At a recent celebration to mark over a year without a serious safety event were Transplantation Center team members (l-r): Susan Carter, RN; Kelly Flynn, RN; Kelly Grimshaw, RN, service line educator; Andrea Wurrell, RN; Tami Chomicz, RN; Sharon Klein, RN; Francine LoRusso, RN, vice president, Patient Services, Heart and Vascular and Transplantation; Keith Churchwell, MD, senior vice president, Operations and executive director, Heart and Vascular and Transplantation centers; and April Capone, manager, Center for Living Organ Donors.

On June 28, staff with the Yale New Haven Hospital Transplantation Center celebrated over 365 days without a serious safety event. But it took a prior safety event to ramp up the high reliability efforts that got them to zero.

"Staff members really took that safety event to heart," said Tami Chomicz, RN, patient service manager, WP 9. "They stepped up fall-prevention efforts, safety huddles and hourly rounding. They made a complete investment in the tools that we know work."

Improving communication has been key to preventing safety events, but it's a challenge in the Transplantation Center, which includes a 36-room inpatient unit and an outpatient clinic that sees about 100 patients a day. To help bridge communication gaps, the Transplantation Center holds a morning safety report, during which staff discuss concerns from inpatient and outpatient areas, along with safety issues that arise in other hospital departments.

"The inpatient and outpatient areas may have slightly different challenges, but our common goal is great patient care," said Sharon Klein, RN, clinical program director, Transplantation Center. Open sharing within inpatient and outpatient safety huddles has also helped. Staff candidly discuss safety events and near misses, and safety coaches in both areas use safety stories to demonstrate CHAMP behaviors.
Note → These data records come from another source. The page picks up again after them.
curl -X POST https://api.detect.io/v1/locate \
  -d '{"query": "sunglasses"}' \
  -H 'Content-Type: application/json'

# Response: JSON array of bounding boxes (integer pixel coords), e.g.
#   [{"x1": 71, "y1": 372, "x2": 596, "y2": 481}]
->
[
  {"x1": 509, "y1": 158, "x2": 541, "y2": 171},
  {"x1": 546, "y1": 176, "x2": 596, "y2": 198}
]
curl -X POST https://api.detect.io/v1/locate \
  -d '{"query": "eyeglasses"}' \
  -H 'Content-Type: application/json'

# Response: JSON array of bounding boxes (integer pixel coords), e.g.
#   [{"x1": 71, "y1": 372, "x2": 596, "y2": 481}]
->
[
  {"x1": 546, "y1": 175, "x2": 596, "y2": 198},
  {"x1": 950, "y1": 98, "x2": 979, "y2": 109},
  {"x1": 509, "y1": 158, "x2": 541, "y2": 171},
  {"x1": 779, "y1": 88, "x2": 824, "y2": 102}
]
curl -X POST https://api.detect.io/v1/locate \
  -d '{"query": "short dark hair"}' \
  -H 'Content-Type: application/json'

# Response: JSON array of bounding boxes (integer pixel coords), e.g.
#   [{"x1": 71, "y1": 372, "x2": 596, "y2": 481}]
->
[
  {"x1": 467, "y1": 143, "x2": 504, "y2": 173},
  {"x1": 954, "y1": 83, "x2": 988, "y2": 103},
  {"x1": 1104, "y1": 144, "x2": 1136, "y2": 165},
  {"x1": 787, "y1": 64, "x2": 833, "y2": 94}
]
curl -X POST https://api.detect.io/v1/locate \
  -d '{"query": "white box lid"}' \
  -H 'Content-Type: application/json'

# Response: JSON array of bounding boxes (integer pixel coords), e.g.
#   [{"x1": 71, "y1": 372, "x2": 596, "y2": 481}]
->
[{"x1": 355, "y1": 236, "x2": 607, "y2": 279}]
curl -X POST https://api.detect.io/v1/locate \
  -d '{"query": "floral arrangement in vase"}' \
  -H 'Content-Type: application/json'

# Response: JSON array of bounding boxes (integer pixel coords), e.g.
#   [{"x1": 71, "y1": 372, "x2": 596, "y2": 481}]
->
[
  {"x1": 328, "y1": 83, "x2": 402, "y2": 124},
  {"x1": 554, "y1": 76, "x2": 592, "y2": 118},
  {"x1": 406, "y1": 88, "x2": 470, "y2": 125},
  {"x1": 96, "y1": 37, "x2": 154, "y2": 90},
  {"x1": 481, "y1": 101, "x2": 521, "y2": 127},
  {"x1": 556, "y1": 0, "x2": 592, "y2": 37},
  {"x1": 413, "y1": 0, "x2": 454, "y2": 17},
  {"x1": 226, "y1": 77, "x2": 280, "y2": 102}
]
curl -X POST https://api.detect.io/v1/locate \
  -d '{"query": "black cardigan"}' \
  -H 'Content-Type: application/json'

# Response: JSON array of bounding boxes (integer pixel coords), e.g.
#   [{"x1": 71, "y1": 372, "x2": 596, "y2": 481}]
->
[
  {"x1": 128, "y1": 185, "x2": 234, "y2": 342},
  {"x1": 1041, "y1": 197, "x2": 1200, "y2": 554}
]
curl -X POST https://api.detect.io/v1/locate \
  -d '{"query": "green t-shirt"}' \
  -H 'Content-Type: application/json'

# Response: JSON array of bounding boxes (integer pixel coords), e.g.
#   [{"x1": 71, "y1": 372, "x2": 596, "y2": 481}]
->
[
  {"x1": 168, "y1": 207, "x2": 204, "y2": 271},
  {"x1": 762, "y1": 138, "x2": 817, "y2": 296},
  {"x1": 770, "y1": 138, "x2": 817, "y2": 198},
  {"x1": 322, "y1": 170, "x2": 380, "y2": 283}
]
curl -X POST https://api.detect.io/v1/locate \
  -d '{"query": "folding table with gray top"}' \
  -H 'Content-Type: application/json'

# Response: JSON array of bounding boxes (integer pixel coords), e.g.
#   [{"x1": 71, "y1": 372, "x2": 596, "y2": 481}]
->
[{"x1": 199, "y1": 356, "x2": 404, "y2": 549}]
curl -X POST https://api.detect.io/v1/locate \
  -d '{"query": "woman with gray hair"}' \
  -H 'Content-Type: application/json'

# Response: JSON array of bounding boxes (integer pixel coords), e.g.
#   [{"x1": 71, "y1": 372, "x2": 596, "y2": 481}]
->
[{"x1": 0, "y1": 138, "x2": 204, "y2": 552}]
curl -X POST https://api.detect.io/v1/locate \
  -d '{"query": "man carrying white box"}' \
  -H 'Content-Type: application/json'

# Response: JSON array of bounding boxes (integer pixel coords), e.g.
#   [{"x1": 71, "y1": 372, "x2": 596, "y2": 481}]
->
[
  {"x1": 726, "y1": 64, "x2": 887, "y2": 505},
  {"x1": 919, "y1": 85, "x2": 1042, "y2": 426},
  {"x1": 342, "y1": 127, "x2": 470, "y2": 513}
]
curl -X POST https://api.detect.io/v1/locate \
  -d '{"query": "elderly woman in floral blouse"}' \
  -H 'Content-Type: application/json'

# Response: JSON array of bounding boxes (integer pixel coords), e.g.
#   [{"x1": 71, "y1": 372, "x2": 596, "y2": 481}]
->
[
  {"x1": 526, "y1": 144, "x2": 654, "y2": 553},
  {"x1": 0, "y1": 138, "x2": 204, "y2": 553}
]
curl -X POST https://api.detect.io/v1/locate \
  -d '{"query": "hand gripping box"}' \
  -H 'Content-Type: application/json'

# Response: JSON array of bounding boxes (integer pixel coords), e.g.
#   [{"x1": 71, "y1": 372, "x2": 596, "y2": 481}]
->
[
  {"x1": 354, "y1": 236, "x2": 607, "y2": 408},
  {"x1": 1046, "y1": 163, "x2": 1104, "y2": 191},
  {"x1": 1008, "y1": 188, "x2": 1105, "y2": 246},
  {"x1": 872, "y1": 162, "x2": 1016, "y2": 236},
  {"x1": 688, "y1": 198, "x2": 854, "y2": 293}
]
"We behave like a high reliability organization," said Andrea Murrell, RN, assistant patient service manager and safety coach, WP 9. "There's no punitive action against the people involved in events and near misses. We view the stories as opportunities to learn."

Detailed data about safety events and near misses have also helped drive improvements, said Susan Carter, RN, transplant quality and patient safety coordinator. Staff and physicians have been trained to enter safety events and near misses into the RL Solutions event reporting system. The system can reveal trends – for example, falls occurring around the same time during the morning – that prompt study and lead to preventive measures.

Staff from hospital-wide safety steering committees, such as the fall-prevention team, also access RL Solutions data, and have been quick to offer assistance, Klein said.

"There's a whole hospital working to keep us safe," she said.